There is tension, I suppose, between the efforts to make the industrial machine less bad and your question was about, ‘how do we create a regenerative and restorative business model?’ Well, that is a clearly distinct break from the prevailing system, the system that many are trying to make more efficient and less and less polluting. That distinct break, you see it more in small business communities, in communities, in cities innovation, is really looking to build a distinctly different shape, different culture around growth, essentially, and how business needs to be successful in society in order to be restorative and regenerative.

There is two distinct paradigms. I think that what we'll see over the next 10 years is much more clamor around we're not going far enough, fast enough. We need to move away from this more evolutionary perspective of let's keep tweaking the model, making it better, more efficient to radically different models, which is the question you posed. I think that's, in the sense we're not going far enough, fast enough, we'll put an increasing spotlight on what the alternative is. I think we'll see a much more revolutionary perspective on what needs to happen to business. That's an interesting tension we have at the moment.

Detria: It sounds like this can be daunting and overwhelming for leaders and for organizations. Joe, talk to us a little bit about how can organizations actually do this, really, beyond their fringes, and is this scalable?

Joe: The point about the circular economy, as we see it, is that it's absolutely scalable or the solutions that we need right now to match the scale and urgency of the challenges that we face, they really need to be scalable. They need to be connected by this common vision of what a circular economy is. To reiterate, that's an economy where we go from take, make, waste to eliminate, circulate, regenerate.

Eliminate waste and pollution from the outset, circulate products and materials at their highest value for as long as possible, and regenerate [unintelligible] put back at least as much as you take out from natural systems and make sure they can continue to provide the things we need into the future. That is a vision that we believe works anywhere. The exact solutions that are relevant for Zimbabwe will be different for Tokyo, but we believe that those principles of eliminate, circulate, regenerate are applicable anywhere.

That's key to scaling solutions that are fit for their context. I think that's worth just stating up front. In terms of how companies and leaders can get started, it is a tricky one.

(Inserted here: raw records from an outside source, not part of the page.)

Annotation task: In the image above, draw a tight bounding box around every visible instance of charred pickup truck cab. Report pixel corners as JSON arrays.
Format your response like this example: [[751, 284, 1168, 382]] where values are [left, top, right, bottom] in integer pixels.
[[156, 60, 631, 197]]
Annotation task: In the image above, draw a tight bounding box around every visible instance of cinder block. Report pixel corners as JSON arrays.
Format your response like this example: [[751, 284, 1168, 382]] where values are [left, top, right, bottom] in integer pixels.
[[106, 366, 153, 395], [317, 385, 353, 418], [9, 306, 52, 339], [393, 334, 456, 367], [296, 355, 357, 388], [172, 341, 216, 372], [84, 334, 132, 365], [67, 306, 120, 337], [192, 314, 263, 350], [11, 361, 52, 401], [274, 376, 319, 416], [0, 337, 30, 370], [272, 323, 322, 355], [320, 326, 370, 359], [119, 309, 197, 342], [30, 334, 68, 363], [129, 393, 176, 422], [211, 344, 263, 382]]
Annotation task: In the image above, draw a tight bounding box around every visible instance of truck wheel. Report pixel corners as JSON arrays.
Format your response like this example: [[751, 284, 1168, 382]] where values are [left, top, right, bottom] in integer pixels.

I think Chris and I have often debated this because what we're seeing now, as Chris touched upon, is that a lot of organizations are basing their circular economy exploration out of some of the more traditional sustainability and efficiency departments, which is totally an understandable place to start.

It might be where there is some existing expertise and projects in something like recycling or using waste as a resource. What's challenging then is to really move upstream. The key here is we're not in a true circular economy, we're not talking about designing from waste, about just making use of waste, but we’re talking about designing out waste, so trying to make sure that waste no longer exists.

If we invest in and establish processes or practices that depend on waste, then, provocatively you could say that those models encourage us to be wasteful, that they require us not rethinking the system further upstream, not eliminating waste, but continuing to create it because we've simply legitimized it.

[music]

It is challenging to move upstream. I would say a great way to get started is to try and understand the wider system, and that extends beyond just one particular material or one particular product, but can be the system that surrounds an organization with customers with the natural environment where resources come from or where products might end up maybe with an ecosystem of third-party actors that might interact with your product or your service.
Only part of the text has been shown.